Raghiyeh leaned her head against the walking stick. She waited for a moment and then tried to lift herself up with all of her strength. But she couldn’t, and she sat down again. Abbas grabbed her under the arm and helped her up. She stood and leaned against the wall with one hand. She caught her breath and then slowly began walking. She went slowly and calmly, like a turtle, only slower. Abbas thought to himself, “It will take her all night just to go the short distance back to her home. What if she dies on the way?” He heard her voice.
“It’s not right … Oh God …! I pray on Zaynab’s misery … I pray on Zaynab’s sacrifice … Just don’t let this happen …”
The sound of her voice was swallowed in the turns of the alley, and Abbas headed back to his home, walking more slowly than before.
On this night, the house had a strange atmosphere. There were no visitors to their home, but inside it seemed more alive than usual. Everyone in the house had broken the humdrum continuity of their nightly routines, and their actions had a new hue and color to them. It was like when the autumn morning light shines on the wheat harvest; the old dry husks that contained them had begun to open and fall away, letting them flutter individually in the way that was their nature. They blew in the wind, this way and that. Some even took to the wind, flying. Each had its own reason for joyfulness.
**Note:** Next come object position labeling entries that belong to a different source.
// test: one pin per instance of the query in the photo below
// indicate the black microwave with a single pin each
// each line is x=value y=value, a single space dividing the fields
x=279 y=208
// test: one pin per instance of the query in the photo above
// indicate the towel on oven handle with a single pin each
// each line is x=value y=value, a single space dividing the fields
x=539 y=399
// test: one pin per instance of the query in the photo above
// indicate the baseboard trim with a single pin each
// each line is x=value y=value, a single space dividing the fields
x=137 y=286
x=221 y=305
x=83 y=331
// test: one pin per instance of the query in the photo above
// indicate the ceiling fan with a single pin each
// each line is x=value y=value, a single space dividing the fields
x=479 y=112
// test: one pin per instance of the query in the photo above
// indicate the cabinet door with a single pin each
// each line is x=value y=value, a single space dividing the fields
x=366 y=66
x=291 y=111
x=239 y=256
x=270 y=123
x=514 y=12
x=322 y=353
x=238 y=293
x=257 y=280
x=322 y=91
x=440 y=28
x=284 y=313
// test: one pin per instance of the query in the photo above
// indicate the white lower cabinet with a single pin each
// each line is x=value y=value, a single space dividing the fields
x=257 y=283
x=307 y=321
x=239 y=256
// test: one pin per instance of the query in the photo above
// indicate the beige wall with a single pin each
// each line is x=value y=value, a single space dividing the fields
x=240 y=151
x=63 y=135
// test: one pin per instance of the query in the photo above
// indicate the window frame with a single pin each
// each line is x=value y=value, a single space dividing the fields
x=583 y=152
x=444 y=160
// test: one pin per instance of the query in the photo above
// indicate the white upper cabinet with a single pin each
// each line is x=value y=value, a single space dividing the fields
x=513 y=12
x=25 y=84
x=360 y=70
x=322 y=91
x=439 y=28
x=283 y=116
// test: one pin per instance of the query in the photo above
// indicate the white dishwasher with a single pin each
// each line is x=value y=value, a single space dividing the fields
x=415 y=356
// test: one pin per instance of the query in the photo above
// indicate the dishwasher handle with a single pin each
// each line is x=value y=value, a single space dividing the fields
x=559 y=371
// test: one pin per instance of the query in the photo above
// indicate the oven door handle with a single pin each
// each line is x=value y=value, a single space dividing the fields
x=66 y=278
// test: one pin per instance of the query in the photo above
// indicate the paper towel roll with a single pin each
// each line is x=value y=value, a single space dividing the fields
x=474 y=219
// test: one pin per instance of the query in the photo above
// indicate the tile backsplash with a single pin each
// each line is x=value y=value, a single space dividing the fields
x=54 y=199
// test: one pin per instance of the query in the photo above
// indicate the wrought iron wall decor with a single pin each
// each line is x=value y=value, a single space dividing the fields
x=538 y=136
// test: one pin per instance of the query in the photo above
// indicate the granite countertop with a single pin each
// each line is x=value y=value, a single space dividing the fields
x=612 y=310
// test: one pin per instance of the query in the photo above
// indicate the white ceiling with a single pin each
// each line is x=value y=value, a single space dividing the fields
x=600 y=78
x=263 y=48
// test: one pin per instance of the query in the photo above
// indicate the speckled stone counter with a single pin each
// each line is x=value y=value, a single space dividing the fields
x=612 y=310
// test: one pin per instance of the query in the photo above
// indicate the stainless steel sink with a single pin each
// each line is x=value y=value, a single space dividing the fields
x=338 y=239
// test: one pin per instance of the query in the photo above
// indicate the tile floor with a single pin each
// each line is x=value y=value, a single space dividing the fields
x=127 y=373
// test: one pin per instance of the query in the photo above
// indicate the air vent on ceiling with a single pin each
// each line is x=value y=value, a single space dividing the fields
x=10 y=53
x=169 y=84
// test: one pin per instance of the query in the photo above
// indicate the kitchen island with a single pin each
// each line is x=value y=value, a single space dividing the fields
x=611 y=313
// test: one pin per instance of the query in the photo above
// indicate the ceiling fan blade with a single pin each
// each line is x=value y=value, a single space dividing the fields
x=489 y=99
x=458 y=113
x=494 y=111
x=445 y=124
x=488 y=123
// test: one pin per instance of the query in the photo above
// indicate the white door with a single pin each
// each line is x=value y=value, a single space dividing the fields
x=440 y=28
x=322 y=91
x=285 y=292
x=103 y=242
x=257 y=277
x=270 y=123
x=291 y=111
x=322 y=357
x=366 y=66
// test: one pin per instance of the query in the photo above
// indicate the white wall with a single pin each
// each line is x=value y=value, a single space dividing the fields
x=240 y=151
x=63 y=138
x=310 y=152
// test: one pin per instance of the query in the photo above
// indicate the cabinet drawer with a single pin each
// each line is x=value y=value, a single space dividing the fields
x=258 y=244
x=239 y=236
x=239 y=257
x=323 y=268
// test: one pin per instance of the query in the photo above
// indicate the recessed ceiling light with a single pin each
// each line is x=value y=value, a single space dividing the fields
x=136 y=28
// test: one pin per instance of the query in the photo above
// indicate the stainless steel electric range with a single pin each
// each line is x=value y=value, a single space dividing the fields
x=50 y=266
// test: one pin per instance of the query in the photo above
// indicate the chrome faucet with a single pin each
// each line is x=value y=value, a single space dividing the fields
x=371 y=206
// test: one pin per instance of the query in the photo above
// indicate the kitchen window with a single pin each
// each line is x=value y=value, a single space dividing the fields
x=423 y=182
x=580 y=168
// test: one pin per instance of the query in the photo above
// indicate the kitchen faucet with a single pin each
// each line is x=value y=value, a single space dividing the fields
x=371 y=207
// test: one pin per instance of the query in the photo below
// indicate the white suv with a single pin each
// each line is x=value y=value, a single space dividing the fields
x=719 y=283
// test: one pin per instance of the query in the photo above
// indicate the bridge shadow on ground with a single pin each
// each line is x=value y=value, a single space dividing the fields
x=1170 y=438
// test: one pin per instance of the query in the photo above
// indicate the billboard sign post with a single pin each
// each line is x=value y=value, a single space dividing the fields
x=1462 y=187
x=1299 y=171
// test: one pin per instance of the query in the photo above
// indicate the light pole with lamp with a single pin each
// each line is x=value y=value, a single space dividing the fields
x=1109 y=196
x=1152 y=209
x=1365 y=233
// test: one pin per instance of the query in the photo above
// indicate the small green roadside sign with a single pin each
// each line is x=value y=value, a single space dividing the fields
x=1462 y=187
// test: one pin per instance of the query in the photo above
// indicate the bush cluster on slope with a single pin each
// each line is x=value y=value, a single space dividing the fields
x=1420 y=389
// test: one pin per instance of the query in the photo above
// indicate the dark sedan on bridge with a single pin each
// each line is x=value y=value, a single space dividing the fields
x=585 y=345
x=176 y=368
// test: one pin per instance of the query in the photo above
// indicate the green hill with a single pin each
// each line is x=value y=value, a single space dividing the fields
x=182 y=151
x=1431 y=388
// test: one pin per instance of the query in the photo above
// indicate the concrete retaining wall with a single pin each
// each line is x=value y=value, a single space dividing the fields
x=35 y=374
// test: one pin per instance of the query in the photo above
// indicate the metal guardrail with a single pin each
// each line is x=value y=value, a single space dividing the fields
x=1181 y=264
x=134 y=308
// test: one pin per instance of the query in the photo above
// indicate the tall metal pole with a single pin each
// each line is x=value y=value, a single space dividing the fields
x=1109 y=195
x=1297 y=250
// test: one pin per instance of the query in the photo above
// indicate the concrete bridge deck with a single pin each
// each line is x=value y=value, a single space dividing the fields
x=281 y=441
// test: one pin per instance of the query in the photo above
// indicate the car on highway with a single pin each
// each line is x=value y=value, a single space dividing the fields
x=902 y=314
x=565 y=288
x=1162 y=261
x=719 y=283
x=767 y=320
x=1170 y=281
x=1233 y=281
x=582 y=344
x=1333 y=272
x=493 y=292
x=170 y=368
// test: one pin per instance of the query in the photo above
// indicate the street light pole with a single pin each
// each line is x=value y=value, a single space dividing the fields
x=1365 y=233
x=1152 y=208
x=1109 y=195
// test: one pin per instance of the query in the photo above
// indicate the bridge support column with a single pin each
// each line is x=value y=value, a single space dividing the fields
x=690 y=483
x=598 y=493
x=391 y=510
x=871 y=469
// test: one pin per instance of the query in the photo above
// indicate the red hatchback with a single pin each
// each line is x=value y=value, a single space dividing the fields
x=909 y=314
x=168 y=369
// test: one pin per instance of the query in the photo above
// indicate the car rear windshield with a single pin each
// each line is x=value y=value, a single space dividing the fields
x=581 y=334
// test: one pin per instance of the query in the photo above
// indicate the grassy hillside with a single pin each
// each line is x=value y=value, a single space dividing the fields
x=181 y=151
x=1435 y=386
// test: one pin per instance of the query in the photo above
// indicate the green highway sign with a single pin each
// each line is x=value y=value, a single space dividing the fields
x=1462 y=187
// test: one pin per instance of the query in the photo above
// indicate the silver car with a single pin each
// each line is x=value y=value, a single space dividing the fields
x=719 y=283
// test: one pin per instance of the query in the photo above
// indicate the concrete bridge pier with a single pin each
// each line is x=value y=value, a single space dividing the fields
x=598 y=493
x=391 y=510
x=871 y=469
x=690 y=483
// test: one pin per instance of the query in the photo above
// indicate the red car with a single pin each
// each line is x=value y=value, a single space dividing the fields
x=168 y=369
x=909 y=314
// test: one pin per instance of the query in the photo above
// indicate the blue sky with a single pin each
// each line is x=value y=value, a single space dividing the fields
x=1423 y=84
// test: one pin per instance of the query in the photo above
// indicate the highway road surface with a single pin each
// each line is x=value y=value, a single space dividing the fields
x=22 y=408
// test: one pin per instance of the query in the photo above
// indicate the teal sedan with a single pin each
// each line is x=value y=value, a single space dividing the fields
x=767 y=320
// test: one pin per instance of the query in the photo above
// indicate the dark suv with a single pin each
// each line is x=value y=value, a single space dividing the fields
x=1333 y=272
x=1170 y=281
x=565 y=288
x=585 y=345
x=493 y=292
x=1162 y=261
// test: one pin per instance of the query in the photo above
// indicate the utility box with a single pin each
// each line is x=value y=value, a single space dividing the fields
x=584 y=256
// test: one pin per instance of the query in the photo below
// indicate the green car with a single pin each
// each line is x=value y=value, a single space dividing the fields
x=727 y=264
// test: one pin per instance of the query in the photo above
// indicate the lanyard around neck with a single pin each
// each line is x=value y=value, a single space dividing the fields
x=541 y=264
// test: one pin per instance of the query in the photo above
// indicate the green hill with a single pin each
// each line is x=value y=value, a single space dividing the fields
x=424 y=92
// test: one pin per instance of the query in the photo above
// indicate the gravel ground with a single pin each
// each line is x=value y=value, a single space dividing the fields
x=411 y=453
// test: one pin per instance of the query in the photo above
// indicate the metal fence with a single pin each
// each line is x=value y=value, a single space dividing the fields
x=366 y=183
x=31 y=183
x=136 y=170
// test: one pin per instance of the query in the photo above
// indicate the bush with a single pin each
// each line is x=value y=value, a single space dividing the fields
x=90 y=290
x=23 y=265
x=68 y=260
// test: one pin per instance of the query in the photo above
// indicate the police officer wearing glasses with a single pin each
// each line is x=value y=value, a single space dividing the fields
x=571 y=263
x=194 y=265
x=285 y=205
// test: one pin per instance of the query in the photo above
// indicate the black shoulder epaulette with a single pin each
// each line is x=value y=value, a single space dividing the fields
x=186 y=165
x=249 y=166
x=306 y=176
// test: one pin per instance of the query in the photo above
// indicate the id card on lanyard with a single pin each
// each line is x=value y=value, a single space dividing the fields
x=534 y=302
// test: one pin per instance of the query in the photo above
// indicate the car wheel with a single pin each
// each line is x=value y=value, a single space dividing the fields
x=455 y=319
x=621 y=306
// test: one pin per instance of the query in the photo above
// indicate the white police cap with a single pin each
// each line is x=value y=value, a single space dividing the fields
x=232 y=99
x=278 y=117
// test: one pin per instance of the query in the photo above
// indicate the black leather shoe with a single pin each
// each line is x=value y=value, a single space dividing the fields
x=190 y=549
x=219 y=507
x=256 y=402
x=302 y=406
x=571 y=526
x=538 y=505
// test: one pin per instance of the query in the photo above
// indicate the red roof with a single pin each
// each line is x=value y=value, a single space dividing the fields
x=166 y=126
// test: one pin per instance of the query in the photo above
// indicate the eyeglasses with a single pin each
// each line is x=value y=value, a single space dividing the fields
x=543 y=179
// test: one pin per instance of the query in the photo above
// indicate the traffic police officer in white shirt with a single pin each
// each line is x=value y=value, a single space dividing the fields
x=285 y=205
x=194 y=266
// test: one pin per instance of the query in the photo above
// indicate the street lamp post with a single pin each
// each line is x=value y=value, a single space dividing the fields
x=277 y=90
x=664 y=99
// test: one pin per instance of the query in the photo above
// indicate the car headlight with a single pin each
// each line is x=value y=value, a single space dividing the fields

In the midst of this, although he tried not to show it, Ali Genav was the happiest of all, while Mergan was also happy, in her own way. Her life had been shaken; the wedding of a daughter is always a point of pride for a mother, and seen from her perspective, Mergan was satisfied. Even Hajer was now more or less satisfied, because she was slowly approaching that stage that customarily most girls, more or less, anticipate: marriage.
Hajer had brought herself to believe that most marriages are only slightly desirable but become more acceptable with a bit of imagination. It’s a human affair, after all! One can quite often just choose to overlook certain things. Like the fact that Hajer wasn’t yet thirteen, or the fact that Ali Genav’s beard was turning gray. And most of all, the fact that she was marrying a man who not only still smelled of his first wife, but who also lived with her. Also, this wife lived her life as a ghost, pacing around their little house with a cane. Raghiyeh … a woman transformed into anger and complaints, whose voice seemed to emanate from the mud-brick walls. She was a woman with eyes that watch the world from behind an inner curtain. Eyes covered by dust, tinted with the color of sleep, which watch you from the depths of their sockets. They keep looking at you and ask you something silently. They only say one thing; something wordless, something impossible to express. A thousand words could be said, but that one last one would be left unsaid, a word that keeps on bothering you. But it’s a human affair, after all. Some things can just be overlooked. No doubt, Hajer would have to overlook many things.